Fettleibigkeit ist in den allermeisten Fällen – trocken ausgedrückt – eine Verhaltensstörung im Bereich der Nahrungsaufnahme. Übermäßige Kalorienzufuhr und unzureichende Bewegung führen dazu, dass die nicht verbrauchte Energie in Form von Fett  gespeichert wird. Frauen sind häufiger betroffen als Männer, Ältere häufiger als Jüngere.

Erlernte Fehlernährung

Verhaltensweisen rund um die Nahrungsaufnahme – beispielsweise der Stellenwert des Essens in der Familie, der Speiseplan und die Häufigkeit von Zwischenmahlzeiten, Belohnungsrituale (Zuckerle), etc. – werden von den Eltern erlernt und an die Kinder weitergegeben (tradiert).

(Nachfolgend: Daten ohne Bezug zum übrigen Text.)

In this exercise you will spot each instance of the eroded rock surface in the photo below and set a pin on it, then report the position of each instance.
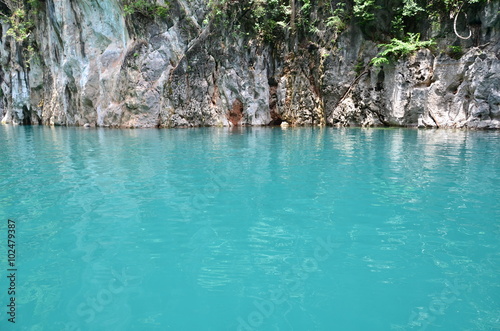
(93, 64)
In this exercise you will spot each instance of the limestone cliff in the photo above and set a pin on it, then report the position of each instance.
(94, 64)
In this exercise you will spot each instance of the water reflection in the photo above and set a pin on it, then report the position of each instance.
(210, 220)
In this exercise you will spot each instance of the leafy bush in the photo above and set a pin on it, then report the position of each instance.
(145, 8)
(399, 48)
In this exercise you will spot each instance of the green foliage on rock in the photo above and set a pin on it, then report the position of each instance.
(146, 8)
(399, 48)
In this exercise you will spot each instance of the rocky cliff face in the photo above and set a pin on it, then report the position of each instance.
(93, 64)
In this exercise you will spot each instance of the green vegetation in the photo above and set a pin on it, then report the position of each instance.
(266, 20)
(20, 17)
(145, 8)
(398, 48)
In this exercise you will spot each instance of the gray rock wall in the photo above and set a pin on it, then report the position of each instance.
(95, 65)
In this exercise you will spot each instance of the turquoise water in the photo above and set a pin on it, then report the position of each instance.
(251, 229)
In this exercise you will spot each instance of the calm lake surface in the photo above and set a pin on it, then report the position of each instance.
(251, 229)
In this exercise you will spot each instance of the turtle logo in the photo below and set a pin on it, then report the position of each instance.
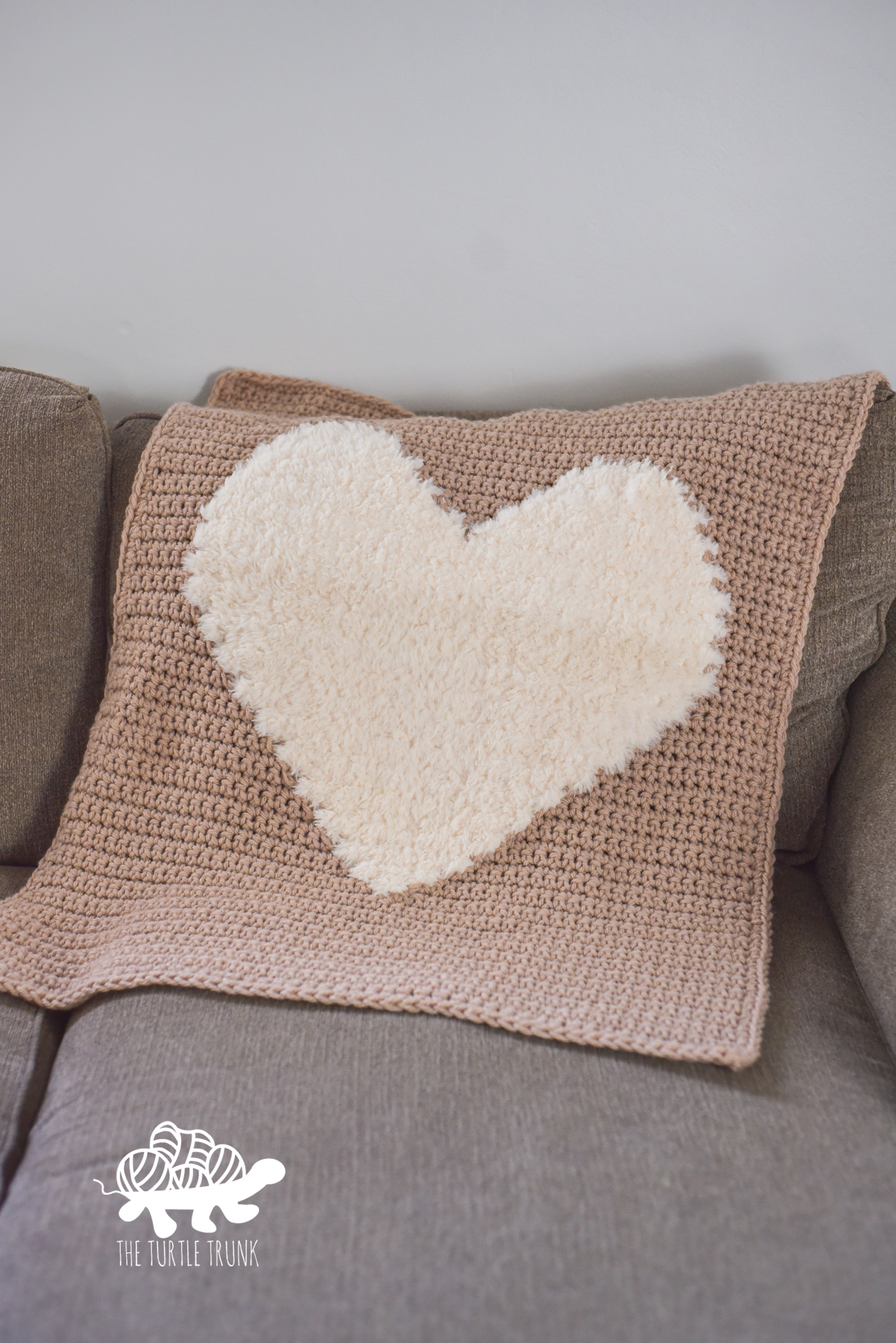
(184, 1169)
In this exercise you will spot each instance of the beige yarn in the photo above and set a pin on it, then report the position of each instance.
(634, 917)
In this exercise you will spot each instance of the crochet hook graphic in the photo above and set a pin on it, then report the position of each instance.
(187, 1170)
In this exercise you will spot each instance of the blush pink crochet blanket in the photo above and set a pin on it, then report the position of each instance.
(634, 917)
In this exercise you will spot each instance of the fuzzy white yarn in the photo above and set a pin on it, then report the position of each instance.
(434, 687)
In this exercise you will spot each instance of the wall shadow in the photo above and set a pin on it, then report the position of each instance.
(697, 378)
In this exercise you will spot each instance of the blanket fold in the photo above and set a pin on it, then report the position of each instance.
(634, 915)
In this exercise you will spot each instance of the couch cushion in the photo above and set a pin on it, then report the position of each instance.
(452, 1183)
(54, 487)
(858, 862)
(846, 636)
(28, 1041)
(128, 441)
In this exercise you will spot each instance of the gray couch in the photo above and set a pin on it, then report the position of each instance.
(450, 1183)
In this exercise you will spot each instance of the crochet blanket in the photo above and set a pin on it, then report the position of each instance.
(483, 719)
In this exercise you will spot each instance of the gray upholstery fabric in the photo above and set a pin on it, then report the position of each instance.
(54, 494)
(28, 1041)
(846, 636)
(858, 862)
(454, 1184)
(128, 440)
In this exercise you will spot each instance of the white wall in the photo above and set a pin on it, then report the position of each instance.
(471, 203)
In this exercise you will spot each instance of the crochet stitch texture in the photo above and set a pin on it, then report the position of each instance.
(634, 917)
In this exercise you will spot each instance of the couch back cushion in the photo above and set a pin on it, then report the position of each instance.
(856, 586)
(54, 487)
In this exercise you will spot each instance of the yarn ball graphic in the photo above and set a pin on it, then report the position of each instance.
(179, 1160)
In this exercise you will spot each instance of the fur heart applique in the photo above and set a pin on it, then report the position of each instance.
(431, 686)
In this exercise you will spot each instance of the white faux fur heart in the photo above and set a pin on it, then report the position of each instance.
(431, 687)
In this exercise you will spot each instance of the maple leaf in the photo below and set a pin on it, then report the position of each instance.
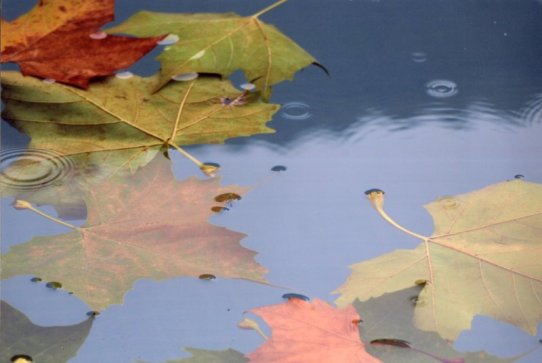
(59, 40)
(120, 114)
(54, 344)
(221, 43)
(304, 331)
(390, 317)
(483, 258)
(147, 226)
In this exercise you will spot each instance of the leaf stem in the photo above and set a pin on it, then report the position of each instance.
(270, 7)
(376, 197)
(22, 204)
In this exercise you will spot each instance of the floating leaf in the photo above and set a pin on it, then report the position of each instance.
(483, 258)
(390, 317)
(55, 344)
(59, 40)
(121, 114)
(221, 43)
(148, 226)
(314, 331)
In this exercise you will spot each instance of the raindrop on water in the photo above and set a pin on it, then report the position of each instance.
(170, 39)
(184, 77)
(296, 111)
(441, 88)
(54, 285)
(124, 75)
(293, 295)
(98, 35)
(26, 169)
(419, 57)
(278, 168)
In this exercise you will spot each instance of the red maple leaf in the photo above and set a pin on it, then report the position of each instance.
(60, 40)
(311, 332)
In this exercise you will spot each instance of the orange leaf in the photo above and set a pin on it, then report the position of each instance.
(60, 40)
(304, 332)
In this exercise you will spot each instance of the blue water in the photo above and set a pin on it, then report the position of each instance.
(426, 98)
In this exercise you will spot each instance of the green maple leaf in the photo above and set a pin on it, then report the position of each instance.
(147, 226)
(121, 114)
(483, 258)
(390, 317)
(221, 43)
(54, 344)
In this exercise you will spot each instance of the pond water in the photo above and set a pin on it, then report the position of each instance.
(425, 98)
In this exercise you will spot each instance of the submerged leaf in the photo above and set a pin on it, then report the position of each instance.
(120, 114)
(59, 40)
(148, 226)
(390, 317)
(221, 43)
(54, 344)
(483, 258)
(304, 332)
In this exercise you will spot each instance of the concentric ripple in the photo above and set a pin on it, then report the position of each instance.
(28, 169)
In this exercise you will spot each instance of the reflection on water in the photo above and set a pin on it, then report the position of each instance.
(27, 169)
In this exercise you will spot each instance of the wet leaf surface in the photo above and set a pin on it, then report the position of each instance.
(390, 316)
(60, 40)
(314, 331)
(55, 344)
(229, 43)
(121, 114)
(148, 226)
(483, 258)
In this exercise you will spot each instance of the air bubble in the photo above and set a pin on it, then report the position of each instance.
(295, 296)
(28, 169)
(207, 277)
(278, 168)
(296, 111)
(441, 88)
(124, 75)
(54, 285)
(98, 35)
(184, 77)
(170, 39)
(419, 57)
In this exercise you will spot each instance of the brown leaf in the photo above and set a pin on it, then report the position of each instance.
(60, 40)
(304, 332)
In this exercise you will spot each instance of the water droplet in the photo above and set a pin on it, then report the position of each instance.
(27, 169)
(21, 358)
(184, 77)
(441, 88)
(124, 75)
(54, 285)
(393, 342)
(198, 55)
(170, 39)
(293, 295)
(98, 35)
(218, 209)
(374, 191)
(207, 277)
(227, 197)
(419, 57)
(296, 111)
(248, 86)
(278, 168)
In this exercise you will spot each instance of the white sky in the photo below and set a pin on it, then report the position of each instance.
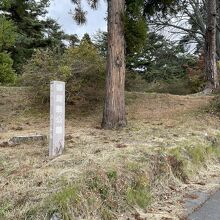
(60, 11)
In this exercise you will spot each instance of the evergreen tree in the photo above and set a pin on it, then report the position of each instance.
(34, 31)
(114, 108)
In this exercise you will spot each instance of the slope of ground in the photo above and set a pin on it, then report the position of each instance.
(157, 123)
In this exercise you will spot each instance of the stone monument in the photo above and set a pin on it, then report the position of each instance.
(57, 118)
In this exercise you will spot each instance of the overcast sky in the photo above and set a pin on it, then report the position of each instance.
(60, 11)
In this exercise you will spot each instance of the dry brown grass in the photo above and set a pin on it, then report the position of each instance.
(156, 122)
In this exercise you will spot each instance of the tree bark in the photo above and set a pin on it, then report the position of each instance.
(218, 30)
(210, 46)
(114, 108)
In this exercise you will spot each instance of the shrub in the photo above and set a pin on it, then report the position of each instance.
(7, 74)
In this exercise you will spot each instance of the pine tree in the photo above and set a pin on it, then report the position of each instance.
(118, 20)
(34, 31)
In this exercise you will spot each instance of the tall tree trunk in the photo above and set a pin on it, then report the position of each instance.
(210, 46)
(218, 30)
(114, 108)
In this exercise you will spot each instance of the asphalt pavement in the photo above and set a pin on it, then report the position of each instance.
(210, 210)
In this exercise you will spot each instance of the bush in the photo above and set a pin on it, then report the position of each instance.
(82, 68)
(7, 74)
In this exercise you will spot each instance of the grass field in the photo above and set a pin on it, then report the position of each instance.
(146, 171)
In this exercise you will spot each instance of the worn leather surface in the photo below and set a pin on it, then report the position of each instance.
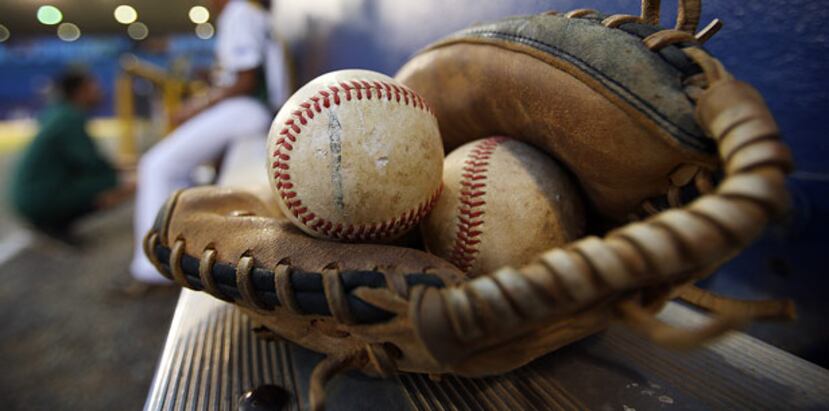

Dementsprechend wird eine familiäre Häufung Übergewichtiger beobachtet. Sie geht vermutlich aber zusätzlich auf gewisse genetische Veranlagungen zurück, wie Familien- und Zwillingsforschung zeigen. Für eine Rolle der Gene spricht auch die bei einigen Völkern, beispielsweise bei den Südseeinsulanern verbreitete massive Übergewichtigkeit.